An introduction to cryptography and public key infrastructure

Learn the basic concepts behind cryptography, with a focus on confidentiality, integrity, and authenticity.

Image by:

Jason Baker. CC BY-SA 4.0.

Secure communication is quickly becoming the norm for today's web. In July 2018, Google Chrome plans to start showing "not secure" notifications for all sites transmitted over HTTP (instead of HTTPS). Mozilla has a similar plan. While cryptography is becoming more commonplace, it has not become easier to understand. Let's Encrypt designed and built a wonderful solution to provide and periodically renew free security certificates, but if you don't understand the underlying concepts and pitfalls, you're just another member of a large group of cargo cult programmers.

Attributes of secure communication

The intuitively obvious purpose of cryptography is confidentiality: a message can be transmitted without prying eyes learning its contents.
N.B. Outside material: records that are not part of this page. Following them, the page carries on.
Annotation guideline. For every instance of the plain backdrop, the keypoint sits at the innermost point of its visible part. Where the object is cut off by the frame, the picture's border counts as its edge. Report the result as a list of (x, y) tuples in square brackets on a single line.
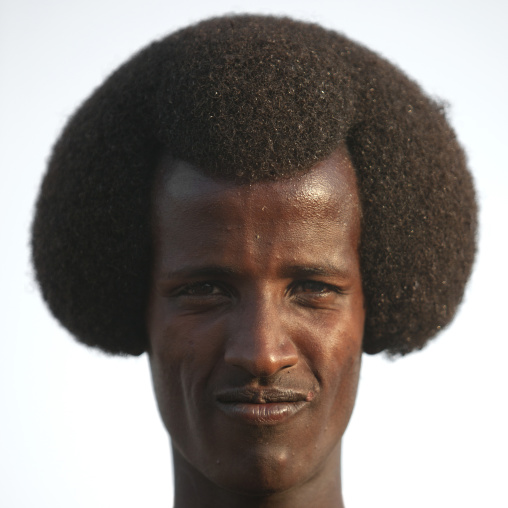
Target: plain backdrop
[(79, 429)]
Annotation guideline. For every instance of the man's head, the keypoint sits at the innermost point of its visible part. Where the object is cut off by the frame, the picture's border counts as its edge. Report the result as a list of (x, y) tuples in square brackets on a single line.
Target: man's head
[(255, 319), (254, 99)]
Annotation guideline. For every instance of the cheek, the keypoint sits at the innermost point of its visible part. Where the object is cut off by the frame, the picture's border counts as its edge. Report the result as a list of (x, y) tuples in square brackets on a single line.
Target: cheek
[(182, 357)]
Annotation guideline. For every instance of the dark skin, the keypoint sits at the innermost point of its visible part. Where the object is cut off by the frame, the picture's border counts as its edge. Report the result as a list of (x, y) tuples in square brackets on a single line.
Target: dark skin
[(256, 318)]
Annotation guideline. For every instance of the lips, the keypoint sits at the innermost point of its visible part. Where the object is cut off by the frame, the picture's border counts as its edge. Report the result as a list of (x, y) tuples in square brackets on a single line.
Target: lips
[(262, 406)]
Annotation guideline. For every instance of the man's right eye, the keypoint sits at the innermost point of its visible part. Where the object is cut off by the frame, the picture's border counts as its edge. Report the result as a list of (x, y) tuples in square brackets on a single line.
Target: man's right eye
[(201, 289)]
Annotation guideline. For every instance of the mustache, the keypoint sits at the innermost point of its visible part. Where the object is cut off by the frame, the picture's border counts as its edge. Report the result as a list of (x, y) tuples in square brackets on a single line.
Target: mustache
[(262, 395)]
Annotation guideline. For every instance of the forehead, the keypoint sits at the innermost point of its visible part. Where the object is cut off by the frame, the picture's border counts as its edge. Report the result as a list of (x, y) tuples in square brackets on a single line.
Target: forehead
[(328, 191)]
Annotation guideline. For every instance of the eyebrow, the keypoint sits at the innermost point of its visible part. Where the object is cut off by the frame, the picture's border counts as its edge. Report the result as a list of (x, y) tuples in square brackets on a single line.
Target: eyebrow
[(290, 272), (327, 270), (201, 271)]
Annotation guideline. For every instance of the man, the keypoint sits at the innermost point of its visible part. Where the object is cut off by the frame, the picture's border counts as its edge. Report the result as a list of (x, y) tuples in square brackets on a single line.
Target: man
[(255, 201)]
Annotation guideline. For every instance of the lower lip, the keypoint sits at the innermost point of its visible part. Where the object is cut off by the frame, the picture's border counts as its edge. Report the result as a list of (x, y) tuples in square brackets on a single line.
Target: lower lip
[(262, 414)]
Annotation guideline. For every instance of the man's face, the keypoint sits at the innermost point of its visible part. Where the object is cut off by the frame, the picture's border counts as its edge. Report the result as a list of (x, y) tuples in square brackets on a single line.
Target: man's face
[(256, 321)]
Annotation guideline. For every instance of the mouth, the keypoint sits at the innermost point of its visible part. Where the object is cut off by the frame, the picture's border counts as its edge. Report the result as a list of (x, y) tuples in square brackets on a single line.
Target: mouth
[(262, 406)]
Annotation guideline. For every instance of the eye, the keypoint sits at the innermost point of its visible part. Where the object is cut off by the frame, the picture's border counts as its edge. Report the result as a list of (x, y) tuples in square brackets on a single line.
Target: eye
[(201, 296), (200, 289), (315, 293)]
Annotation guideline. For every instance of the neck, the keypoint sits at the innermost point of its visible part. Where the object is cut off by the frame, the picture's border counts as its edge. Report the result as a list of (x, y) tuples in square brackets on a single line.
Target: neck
[(194, 490)]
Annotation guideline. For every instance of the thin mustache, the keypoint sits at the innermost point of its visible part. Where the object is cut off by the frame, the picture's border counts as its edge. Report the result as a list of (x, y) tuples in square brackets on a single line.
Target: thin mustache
[(262, 395)]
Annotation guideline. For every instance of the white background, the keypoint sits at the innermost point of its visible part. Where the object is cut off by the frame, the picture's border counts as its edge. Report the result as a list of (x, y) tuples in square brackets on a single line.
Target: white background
[(78, 429)]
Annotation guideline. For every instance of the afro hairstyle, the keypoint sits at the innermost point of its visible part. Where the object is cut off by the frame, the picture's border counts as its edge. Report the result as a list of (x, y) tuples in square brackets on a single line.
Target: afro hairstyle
[(251, 98)]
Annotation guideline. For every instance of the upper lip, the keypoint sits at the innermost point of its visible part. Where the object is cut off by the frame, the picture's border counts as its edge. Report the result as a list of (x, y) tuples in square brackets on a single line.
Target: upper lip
[(252, 395)]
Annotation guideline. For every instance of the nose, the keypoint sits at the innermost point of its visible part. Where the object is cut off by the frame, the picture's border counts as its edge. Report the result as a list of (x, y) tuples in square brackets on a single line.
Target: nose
[(259, 339)]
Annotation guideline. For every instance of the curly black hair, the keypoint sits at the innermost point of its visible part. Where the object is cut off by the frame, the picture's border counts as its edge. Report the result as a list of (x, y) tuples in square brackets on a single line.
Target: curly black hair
[(250, 98)]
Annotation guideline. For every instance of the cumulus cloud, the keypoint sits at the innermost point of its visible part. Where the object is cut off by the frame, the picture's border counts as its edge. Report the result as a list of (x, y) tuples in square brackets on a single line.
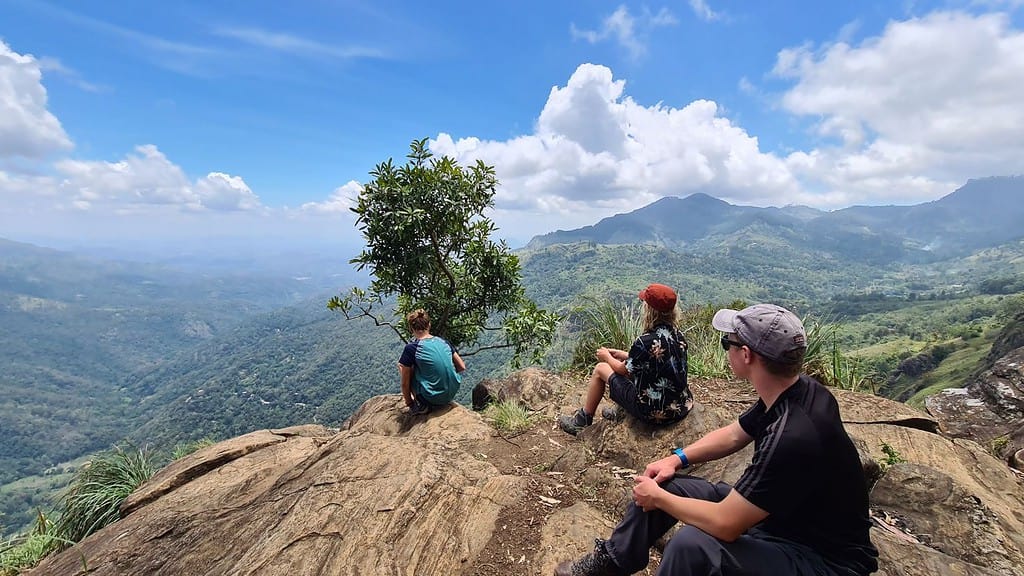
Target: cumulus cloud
[(626, 29), (147, 177), (340, 201), (910, 114), (704, 11), (27, 128), (596, 151), (224, 192)]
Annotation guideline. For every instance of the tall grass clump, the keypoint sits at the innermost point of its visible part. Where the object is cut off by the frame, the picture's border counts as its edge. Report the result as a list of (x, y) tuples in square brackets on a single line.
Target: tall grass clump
[(24, 551), (509, 416), (705, 355), (95, 494), (826, 363), (599, 323)]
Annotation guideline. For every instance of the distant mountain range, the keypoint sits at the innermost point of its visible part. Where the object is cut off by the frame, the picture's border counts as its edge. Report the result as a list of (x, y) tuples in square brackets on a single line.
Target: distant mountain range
[(983, 212)]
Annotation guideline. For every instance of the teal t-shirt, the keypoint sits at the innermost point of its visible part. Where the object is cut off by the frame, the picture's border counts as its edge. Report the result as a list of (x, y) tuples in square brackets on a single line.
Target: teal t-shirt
[(434, 378)]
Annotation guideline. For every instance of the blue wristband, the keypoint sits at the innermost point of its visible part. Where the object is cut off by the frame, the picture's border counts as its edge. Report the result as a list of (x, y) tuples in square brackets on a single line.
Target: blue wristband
[(682, 457)]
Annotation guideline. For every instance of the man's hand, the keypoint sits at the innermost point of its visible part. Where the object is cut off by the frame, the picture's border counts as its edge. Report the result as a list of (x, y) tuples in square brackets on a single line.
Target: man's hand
[(646, 492), (660, 470)]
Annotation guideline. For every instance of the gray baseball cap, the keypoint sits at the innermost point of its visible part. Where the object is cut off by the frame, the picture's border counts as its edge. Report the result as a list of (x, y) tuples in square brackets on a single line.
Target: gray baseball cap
[(769, 330)]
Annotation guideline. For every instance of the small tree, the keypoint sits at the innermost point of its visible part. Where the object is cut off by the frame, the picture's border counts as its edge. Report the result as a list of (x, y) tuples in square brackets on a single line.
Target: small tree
[(429, 245)]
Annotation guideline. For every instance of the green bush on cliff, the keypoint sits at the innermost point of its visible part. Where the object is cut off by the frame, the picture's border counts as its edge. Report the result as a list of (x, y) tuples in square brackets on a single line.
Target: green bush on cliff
[(94, 496)]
For confidentiality, we encrypt a message: given a message, we pair it with a key and produce a meaningless jumble that can only be made useful again by reversing the process using the same key (thereby decrypting it). Suppose we have two friends, Alice and Bob, and their nosy neighbor, Eve. Alice can encrypt a message like "Eve is annoying", send it to Bob, and never have to worry about Eve snooping on her.

For truly secure communication, we need more than confidentiality. Suppose Eve gathered enough of Alice and Bob's messages to figure out that the word "Eve" is encrypted as "Xyzzy". Furthermore, Eve knows Alice and Bob are planning a party and Alice will be sending Bob the guest list. If Eve intercepts the message and adds "Xyzzy" to the end of the list, she's managed to crash the party. Therefore, Alice and Bob need their communication to provide integrity: a message should be immune to tampering.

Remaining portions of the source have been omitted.